My concentration is gone. Focusing on one thing is nearly impossible when so much happens all at once. That's partially due to lack of sleep too. Sleep is something a caregiver treasures most. Sleep is broken up by needs of the one we love or we don't get any sleep at all. Each day is different. On those rare occasions where a loved one does sleep at the same time we do it is glorious. It is a respite.

I try to live in the moment. I really do. I enjoy the laughter we still share. The storytelling. Just holding his hand. But I get triggered. We are buying our first home. We don't want to be in Texas anymore. There is nothing here for us but bad memories. Yes, we have dear friends, but not that strong bond with family that we both need.
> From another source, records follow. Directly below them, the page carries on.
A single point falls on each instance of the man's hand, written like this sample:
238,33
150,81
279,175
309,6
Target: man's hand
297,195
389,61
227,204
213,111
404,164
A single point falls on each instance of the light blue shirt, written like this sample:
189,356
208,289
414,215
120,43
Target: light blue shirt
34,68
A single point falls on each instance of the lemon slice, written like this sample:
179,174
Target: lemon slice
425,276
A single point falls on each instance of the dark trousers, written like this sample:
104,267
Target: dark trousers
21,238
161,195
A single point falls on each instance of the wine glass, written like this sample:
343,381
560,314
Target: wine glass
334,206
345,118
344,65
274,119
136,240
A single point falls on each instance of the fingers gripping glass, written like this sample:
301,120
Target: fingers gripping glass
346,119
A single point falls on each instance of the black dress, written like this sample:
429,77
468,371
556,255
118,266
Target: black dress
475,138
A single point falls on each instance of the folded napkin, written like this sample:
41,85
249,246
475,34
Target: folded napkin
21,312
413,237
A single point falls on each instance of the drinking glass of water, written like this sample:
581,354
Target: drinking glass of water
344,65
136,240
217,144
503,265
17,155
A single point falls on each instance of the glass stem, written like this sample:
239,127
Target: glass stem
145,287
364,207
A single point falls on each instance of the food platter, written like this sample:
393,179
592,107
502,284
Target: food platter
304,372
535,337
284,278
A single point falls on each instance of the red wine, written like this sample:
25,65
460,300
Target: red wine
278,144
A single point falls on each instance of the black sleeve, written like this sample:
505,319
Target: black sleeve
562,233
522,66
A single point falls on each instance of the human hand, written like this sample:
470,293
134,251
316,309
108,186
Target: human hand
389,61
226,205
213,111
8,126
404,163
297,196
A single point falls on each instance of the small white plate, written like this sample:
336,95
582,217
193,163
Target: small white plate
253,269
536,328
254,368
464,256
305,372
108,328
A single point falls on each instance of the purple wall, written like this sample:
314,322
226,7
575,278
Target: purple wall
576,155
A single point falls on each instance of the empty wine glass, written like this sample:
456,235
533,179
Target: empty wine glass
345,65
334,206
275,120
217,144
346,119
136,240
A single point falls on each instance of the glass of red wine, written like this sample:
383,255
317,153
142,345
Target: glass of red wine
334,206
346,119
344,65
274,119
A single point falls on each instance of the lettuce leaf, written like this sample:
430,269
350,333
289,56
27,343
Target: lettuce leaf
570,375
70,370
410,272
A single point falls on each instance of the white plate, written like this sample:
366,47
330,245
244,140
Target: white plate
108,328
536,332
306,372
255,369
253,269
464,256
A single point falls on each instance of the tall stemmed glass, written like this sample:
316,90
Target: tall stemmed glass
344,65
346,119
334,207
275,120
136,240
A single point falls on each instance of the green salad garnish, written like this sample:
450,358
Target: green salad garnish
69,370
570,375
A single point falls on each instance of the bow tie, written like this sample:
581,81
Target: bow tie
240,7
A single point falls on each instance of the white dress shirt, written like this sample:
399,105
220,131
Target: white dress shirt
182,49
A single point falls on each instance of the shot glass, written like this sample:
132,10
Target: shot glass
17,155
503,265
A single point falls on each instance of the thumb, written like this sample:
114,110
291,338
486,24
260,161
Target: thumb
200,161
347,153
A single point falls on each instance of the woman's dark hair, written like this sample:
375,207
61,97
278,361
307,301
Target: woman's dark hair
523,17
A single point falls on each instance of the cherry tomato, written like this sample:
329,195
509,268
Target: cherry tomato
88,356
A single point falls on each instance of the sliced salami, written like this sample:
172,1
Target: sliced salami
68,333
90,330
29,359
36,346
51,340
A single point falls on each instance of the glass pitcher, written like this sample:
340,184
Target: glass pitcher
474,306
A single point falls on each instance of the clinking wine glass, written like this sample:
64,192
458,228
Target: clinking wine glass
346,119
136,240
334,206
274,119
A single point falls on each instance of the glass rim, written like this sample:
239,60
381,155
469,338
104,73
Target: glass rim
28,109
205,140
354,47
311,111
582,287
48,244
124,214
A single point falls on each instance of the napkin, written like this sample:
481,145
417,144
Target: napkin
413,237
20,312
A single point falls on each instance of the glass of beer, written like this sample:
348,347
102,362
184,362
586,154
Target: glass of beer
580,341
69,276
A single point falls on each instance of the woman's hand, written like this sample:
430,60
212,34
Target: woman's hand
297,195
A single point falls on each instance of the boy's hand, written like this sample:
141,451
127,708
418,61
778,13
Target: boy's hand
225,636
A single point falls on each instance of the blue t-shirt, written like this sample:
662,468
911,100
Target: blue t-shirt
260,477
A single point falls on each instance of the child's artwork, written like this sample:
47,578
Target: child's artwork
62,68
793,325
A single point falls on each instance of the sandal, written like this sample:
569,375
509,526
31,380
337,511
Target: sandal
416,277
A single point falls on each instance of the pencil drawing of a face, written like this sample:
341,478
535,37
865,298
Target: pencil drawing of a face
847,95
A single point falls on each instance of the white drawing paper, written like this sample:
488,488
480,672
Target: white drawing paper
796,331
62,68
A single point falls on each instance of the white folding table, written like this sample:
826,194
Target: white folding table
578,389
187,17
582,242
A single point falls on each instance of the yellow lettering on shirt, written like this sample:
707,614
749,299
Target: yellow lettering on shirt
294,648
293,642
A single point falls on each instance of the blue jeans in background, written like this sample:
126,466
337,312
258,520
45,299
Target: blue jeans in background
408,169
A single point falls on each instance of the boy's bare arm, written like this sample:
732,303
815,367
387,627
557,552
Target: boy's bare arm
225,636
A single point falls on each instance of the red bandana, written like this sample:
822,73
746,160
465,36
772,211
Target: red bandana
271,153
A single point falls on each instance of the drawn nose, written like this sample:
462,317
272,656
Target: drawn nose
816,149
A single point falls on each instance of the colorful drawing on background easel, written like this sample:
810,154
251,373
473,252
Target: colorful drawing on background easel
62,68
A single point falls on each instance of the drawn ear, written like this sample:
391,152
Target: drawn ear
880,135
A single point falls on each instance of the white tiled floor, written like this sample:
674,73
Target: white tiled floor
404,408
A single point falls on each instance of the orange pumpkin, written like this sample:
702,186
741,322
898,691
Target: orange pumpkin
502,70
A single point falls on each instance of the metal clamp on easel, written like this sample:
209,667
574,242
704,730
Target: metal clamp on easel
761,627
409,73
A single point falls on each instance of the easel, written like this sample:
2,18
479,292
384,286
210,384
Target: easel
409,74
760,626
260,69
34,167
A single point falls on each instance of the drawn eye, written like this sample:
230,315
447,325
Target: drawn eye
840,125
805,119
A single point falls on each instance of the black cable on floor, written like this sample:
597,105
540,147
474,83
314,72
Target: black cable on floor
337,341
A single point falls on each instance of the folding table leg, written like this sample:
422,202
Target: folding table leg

This process makes me think ahead. I have to address the "what if's" and the "maybe's." I will try to speak, try to keep my emotions numb. But without warning a word will get stuck. A huge, painful lump in the base of my throat. The only way to get it to go away is by letting my tear ducts open. The tears reduce the size of the lump so that I can speak again.

Anticipatory grief suggests a person may rehearse the death. I don't need to rehearse. He has planned everything so I don't have to. I don't need to rehearse because I simply know. No life-saving measures. No funeral. Cremation. Memorial service. That's the simple version. But it's laid out.

Anticipatory grief can be a time to resolve issues and say goodbye. There are no issues, really, none. I am truly blessed. Saying goodbye? No, not ready for that.

Because I am experiencing this type of grief right now there is a chance I will grieve less later. I don't know. I just can't imagine my life without him. The years we've had will never be enough.

This grief brings isolation. Isolation because I spend all my time taking care of him (and wouldn't change that for a thing!) and it's all I know right now. I'm certain my friends are tired of my grief. I don't blame them. I really don't. This isn't easy for anyone. I will get my life back some day. I will be fine again. But right now, this moment, HE is what matters most and I will talk about this.

His family was here for the weekend. I cannot begin to describe the pain and grief I felt during that visit. I was also so happy. There was so much love. Each one spent time cuddling with him and just talking. My heart could not have hurt anymore than it did when they left. I can't even finish my thought here.
Mikey and his daughter spending some cuddle time. 
I was worried that after their visit he was going to be ready. We talk openly about it. He does want to let go but he says he has one more thing to do and he won't until he sees it through.

It has taken me days to write this. Thinking, walking away, staring, wondering. But that's it. Scattered and thought out at the same time. It's my reality right now.

If you know someone that is a caregiver, please take a moment out of your schedule to do something for them. Don't ask, just do. Gift card for dinner, make them dinner, run errands, etc. They need your support because they are spending all their energy on the one they love.


Unknown said…
Robin, I pray for you and Mikey everyday. I know the grief that you are speaking of :( I deal with it daily. Doctor's have brought Len back 3 times because I wasn't ready to say goodbye, Len has since made sure that won't happen again. Cherish each moment and remember the caregiver needs care too. Love you
Robin said…
Thank you Kathy. I would bring him back as often as I could too because I doubt I'd ever be ready to let go. It was an act of love by him to take it out of my hands. More love back to you!